People have a tendency to believe that in order to have growth within and as a community, you must eliminate traditions. Alternatively, to undermine growth, you must keep traditions. However, in reality, the best way to perceive traditions is to acknowledge them and work towards finding ways to build and grow with and around them. To ignore your traditions is to lose a part of who you are, to lose part of your identity. Rather than viewing these traditions as something that is hindering or holding you back, see their value and learn from them. You have the unique ability to bring together the old with the new to create a community that is part of each other as much as it is its own entity standing strong within the larger economic picture. If you don’t find ways to grow with them, your traditions will die out because there will be no one to hold onto them, to nurture them, and to feed them.
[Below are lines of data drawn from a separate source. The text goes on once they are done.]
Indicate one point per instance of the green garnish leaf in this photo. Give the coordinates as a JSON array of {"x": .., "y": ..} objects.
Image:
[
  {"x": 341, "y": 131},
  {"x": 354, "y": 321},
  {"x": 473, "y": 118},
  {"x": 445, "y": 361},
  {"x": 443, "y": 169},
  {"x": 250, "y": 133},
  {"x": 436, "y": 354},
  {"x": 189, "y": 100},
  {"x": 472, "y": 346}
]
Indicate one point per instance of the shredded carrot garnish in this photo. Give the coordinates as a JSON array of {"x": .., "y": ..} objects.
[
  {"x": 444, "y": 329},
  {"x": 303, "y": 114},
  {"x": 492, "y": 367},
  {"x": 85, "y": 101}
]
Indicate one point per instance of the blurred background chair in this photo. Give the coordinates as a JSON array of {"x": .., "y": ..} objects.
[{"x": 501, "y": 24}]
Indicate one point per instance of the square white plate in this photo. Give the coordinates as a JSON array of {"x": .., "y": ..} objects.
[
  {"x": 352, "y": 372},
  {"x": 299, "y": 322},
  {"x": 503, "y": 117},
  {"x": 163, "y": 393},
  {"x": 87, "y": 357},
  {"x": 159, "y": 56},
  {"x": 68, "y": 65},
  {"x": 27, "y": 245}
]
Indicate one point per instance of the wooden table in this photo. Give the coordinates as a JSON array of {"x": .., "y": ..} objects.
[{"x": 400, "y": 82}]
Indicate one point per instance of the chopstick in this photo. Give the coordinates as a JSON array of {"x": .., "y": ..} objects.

One of the greatest examples of embracing tradition while demonstrating exponential growth, is the tradition of the Calgary Stampede. The Calgary Stampede is an annual rodeo, exhibition, and festival held in Calgary, Alberta. Founded in 1886, the Stampede began as an individual exhibition held by Calgary and the District Agricultural Society. In 1912, an American promoter organized the first rodeo and festival and in 1923 it merged with the Calgary Industrial Exhibition to create what we know today as the Calgary Exhibition and Stampede. The Stampede brings together thousands of volunteers from the Calgary community with the support of civic leaders and together, the event that is so strongly rooted in the identity of Calgary itself, has grown into one of the largest tourist attractions and means of revenue for the city. Instead of letting go of this over 130-year-old tradition, the city of Calgary embraced it, cared for it, and grew with it. Not only does this annual event support the community through an income brought in from the thousands of people being drawn to it from around the world, but it has built a community within the city of residents who are proud to take on this identity, even going to the lengths of referring to themselves as “Stampede City” and “Cowtown”, and naming their Canadian Football League team the Stampeders.
In contrast, you don’t need to look very far for examples of who has gotten it wrong over the years. Many community service club organizations have failed to adapt and adjust, staying too attached to their traditions without seeing the potential for growth with what they have already established. Without the willingness to build and evolve their traditions, they have failed to draw in a new and younger membership base. This loss is felt greatly in their communities, falling behind by their unwillingness to looking forward.
There is so much potential in every community to embrace their traditions and be proud of who they are and where they began while having an openness to the new and wonderful ways society has developed to bring growth and undoubted success to the people that make up who they are as a community.